Thursday, June 12, 2014

Syspolicy_Purge_History Job failure !!!

Today I would like to share a job failure issue which I faced in my environment. The job name is syspolicy_purge_history.



What is this Job ?
================

SQL Server 2008 introduced a new feature called Policy Based Management.
So after the installation of SQL Server 2008 or upgrade to 2008, it will create this  job by default, which runs daily @ 2:00AM.


What it Does ?
===============

 






When a policy is defined and when it runs it stores the results in MSDB in the below tables.
 
syspolicy_policy_execution_history_details_internal

syspolicy_policy_execution_history_internal

syspolicy_policy_category_subscriptions_internal
 
Over a period of time, this may cause data getting piled up and your MSDB will be filled.

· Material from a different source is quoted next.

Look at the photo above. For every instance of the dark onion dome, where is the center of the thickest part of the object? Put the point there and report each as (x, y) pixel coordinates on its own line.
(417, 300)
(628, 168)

The job syspolicy_purge_history prunes the data older than the the days defined in HistoryRetentionInDays property of Policy Management.
 
 
 
In any case if the job is not created, then you can go ahead and run the below statement to create it.
 

           EXEC msdb.dbo.sp_syspolicy_create_purge_job

Now we will Come to Our Issue... When I checked the job history, The third step was failing and the reason was mentioned as below.
 
 
"Executed as user:  The process could not be created for step 3 of job 0x6C76502E1BAA0640B4EA991B90359043 (reason: The process cannot access the file because it is being used by another process).  The step failed."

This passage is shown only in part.